“I’m still trying to figure out who my icons are and what people come to the brand for,” said Casey Cadwallader with commendable frankness at Mugler’s Pre-Fall appointment. Yet the answers seemed right there, arrayed on the racks behind him.

Returned were Cadwallader’s multi-panel, 32-seam jeans and jackets, this time in green velvet as well as denim, plus a cotton patterned with the season’s patchwork collage, Le Corbusier–inspired print—informal pieces, but special via the particularity of their construction.

Way more dressed up, yet heavily sportswear inflected, was a voluptuous tuxedo jacket in black wool that featured hourglass-enhanced hips in duchesse satin with neoprene flex. This came teamed with a kicky synth-crepe pant that featured a preprepared VPL.
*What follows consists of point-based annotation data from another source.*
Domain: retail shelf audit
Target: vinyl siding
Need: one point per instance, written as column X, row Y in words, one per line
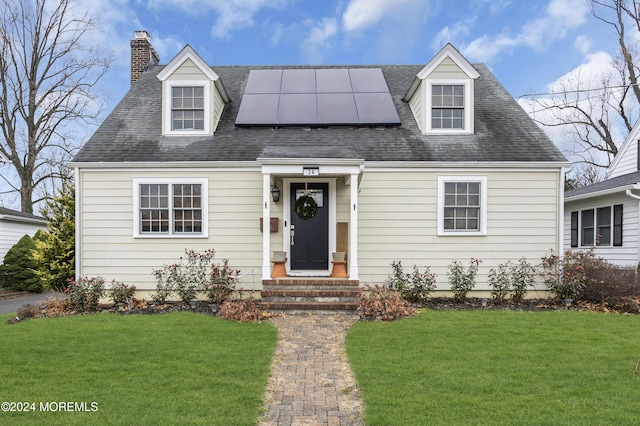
column 12, row 231
column 106, row 215
column 628, row 253
column 397, row 218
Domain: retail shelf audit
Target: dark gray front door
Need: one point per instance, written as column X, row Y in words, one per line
column 310, row 240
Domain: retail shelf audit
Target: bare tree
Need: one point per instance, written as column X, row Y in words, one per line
column 47, row 77
column 599, row 114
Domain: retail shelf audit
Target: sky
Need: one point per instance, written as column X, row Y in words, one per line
column 529, row 45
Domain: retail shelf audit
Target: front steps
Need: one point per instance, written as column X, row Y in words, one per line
column 310, row 294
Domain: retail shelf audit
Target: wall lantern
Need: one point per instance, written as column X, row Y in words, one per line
column 275, row 193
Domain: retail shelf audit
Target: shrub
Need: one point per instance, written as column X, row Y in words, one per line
column 462, row 280
column 85, row 293
column 122, row 293
column 564, row 278
column 240, row 310
column 381, row 302
column 523, row 275
column 413, row 287
column 222, row 282
column 500, row 282
column 18, row 270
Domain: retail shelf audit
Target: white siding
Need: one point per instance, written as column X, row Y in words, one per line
column 398, row 221
column 625, row 255
column 11, row 232
column 108, row 248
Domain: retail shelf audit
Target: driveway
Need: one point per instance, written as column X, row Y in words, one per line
column 12, row 305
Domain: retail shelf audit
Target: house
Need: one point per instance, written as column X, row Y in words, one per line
column 15, row 225
column 605, row 215
column 421, row 163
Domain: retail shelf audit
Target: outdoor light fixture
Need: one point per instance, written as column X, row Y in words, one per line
column 275, row 193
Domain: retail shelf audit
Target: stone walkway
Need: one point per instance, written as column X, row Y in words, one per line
column 311, row 382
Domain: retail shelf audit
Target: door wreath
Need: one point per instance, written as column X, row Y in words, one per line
column 306, row 207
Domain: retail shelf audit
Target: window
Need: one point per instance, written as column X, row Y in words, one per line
column 170, row 208
column 601, row 226
column 462, row 205
column 447, row 106
column 187, row 108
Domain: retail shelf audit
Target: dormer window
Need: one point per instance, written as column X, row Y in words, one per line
column 187, row 108
column 447, row 106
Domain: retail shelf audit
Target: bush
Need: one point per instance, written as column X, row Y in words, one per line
column 222, row 282
column 523, row 275
column 122, row 293
column 380, row 302
column 462, row 280
column 18, row 270
column 500, row 282
column 85, row 294
column 414, row 286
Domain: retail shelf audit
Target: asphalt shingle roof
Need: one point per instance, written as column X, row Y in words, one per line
column 503, row 130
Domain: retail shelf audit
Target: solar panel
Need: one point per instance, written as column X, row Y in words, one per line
column 316, row 97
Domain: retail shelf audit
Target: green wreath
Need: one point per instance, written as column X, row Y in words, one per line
column 306, row 207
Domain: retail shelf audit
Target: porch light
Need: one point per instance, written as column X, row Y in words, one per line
column 275, row 193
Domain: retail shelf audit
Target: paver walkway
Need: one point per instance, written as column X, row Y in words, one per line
column 311, row 382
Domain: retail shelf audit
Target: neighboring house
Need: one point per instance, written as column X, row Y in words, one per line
column 421, row 163
column 606, row 214
column 15, row 225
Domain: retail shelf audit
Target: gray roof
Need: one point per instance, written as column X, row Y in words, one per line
column 20, row 215
column 503, row 130
column 620, row 182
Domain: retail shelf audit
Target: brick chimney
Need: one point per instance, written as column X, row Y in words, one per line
column 142, row 54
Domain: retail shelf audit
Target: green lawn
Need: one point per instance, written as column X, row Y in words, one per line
column 180, row 368
column 498, row 367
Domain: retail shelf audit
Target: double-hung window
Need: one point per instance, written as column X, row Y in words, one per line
column 447, row 106
column 462, row 205
column 601, row 226
column 170, row 208
column 187, row 108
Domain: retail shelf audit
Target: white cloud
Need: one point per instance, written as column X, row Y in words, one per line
column 361, row 14
column 318, row 41
column 560, row 17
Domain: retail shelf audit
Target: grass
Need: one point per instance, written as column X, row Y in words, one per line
column 180, row 368
column 498, row 367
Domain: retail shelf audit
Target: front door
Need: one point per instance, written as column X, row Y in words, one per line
column 310, row 237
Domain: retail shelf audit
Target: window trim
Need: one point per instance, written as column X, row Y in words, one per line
column 482, row 180
column 616, row 228
column 203, row 182
column 467, row 116
column 167, row 106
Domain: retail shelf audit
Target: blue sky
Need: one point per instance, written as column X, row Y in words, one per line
column 527, row 44
column 531, row 46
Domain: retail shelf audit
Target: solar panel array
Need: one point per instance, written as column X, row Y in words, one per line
column 317, row 97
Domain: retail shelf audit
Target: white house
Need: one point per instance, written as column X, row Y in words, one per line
column 421, row 163
column 15, row 225
column 605, row 214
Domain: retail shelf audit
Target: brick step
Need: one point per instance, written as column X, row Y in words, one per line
column 311, row 282
column 309, row 306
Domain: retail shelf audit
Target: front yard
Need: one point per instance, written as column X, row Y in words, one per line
column 498, row 367
column 179, row 368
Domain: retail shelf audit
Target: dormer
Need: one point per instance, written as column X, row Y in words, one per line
column 441, row 95
column 193, row 96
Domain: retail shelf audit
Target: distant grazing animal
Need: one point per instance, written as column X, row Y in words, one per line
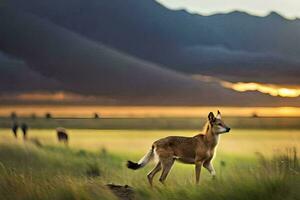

A blue body-con dress in synthetic jersey had a wetsuit half-zip and patches of compression material designed to erect the chest and elevate the bosom. This arrangement was external here but applied from inside in other Cadwallader garments; he called it his “secret compression corset.”

His stirrup “compression” leggings, with their ergonomically arranged grid of metal-pressed stripes, were a version of Thierry Mugler’s original corsetry reimagined for the Pilates age. Other leggings in gunmetal or bronze stretch taffeta, teamed with stiff-looking but flexible jackets, pulled taut when worn to resemble a layer of seamless liquid metal that was very Avengers-ready. Cadwallader is producing performancewear without the tiresome pretense that his customer will be wearing the clothes to set a personal best in. The point is to look your personal best. Somewhere in between Nike ACG and Eres—and distinctly flavored with the enduring codes of Mugler—Cadwallader’s is a clever formula to explore.